US Weighs Restrictions on China’s Access to AI Memory Chips
- SK Hynix and Samsung could be affected by the new US rule
- China’s AI memory chip capability lags behind global rivals
The US is considering unilateral restrictions on China’s access to AI memory chips and equipment capable of making those semiconductors as soon as next month, a move that would further escalate the tech rivalry between the world’s biggest economies.
The measure is designed to keep Micron Technology Inc. and South Korea’s leading memory chipmakers SK Hynix Inc. and Samsung Electronics Co. from supplying Chinese firms with so-called high-bandwidth memory, or HBM, chips, according to people familiar with the matter, who emphasized that no final decision has been made. The three firms dominate the global HBM market.

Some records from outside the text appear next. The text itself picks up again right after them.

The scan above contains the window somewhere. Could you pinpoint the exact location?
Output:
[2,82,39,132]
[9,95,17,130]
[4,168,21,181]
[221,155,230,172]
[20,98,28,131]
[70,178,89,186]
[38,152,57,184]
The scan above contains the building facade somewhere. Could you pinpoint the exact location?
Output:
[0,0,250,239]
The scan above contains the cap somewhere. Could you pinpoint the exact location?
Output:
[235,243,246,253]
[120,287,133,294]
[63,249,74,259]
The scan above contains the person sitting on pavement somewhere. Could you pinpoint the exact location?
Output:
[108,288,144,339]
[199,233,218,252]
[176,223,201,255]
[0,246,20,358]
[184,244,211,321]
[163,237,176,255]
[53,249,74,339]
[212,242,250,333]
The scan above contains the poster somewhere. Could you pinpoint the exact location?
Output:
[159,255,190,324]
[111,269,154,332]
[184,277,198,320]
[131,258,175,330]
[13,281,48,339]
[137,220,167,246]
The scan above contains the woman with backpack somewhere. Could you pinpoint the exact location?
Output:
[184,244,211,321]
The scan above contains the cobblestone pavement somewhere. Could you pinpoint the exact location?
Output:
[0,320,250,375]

The Biden administration is working on several restrictions aimed at keeping vital technology out of the hands of Chinese manufacturers, including limits on sales of chipmaking equipment. This rule would deliver a new set of constraints against memory chips for artificial intelligence, the latest arena of US-China competition.

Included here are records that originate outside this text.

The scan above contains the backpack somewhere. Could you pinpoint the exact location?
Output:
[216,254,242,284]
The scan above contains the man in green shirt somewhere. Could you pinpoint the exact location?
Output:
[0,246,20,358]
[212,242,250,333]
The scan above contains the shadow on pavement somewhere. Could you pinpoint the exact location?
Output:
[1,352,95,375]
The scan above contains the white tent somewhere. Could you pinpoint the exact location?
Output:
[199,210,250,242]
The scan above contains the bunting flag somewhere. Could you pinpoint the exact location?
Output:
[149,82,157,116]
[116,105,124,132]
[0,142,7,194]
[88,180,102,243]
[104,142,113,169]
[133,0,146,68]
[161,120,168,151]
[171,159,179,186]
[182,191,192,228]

If enacted, the measure would capture HBM2 and more advanced chips including HBM3 and HBM3E, the most cutting-edge AI memory chips being produced right now, the people said, as well as the tools required to make them. HBM chips are required to run AI accelerators like those offered by Nvidia Corp. and Advanced Micro Devices Inc.
Micron would largely be unaffected as the Boise, Idaho-based chipmaker has refrained from selling its HBM products to China after Beijing banned its memory chips from critical infrastructure in 2023, the people said. They spoke on condition of anonymity to discuss sensitive government information.
It’s unclear what authority the US would use to restrict the South Korean firms, the people said. One possibility is the foreign direct product rule, or FDPR, which lets Washington impose controls on foreign-made products that use even the tiniest amount of American technology. Both SK Hynix and Samsung rely on US chip design software and equipment from the likes of Cadence Design Systems Inc. and Applied Materials Inc.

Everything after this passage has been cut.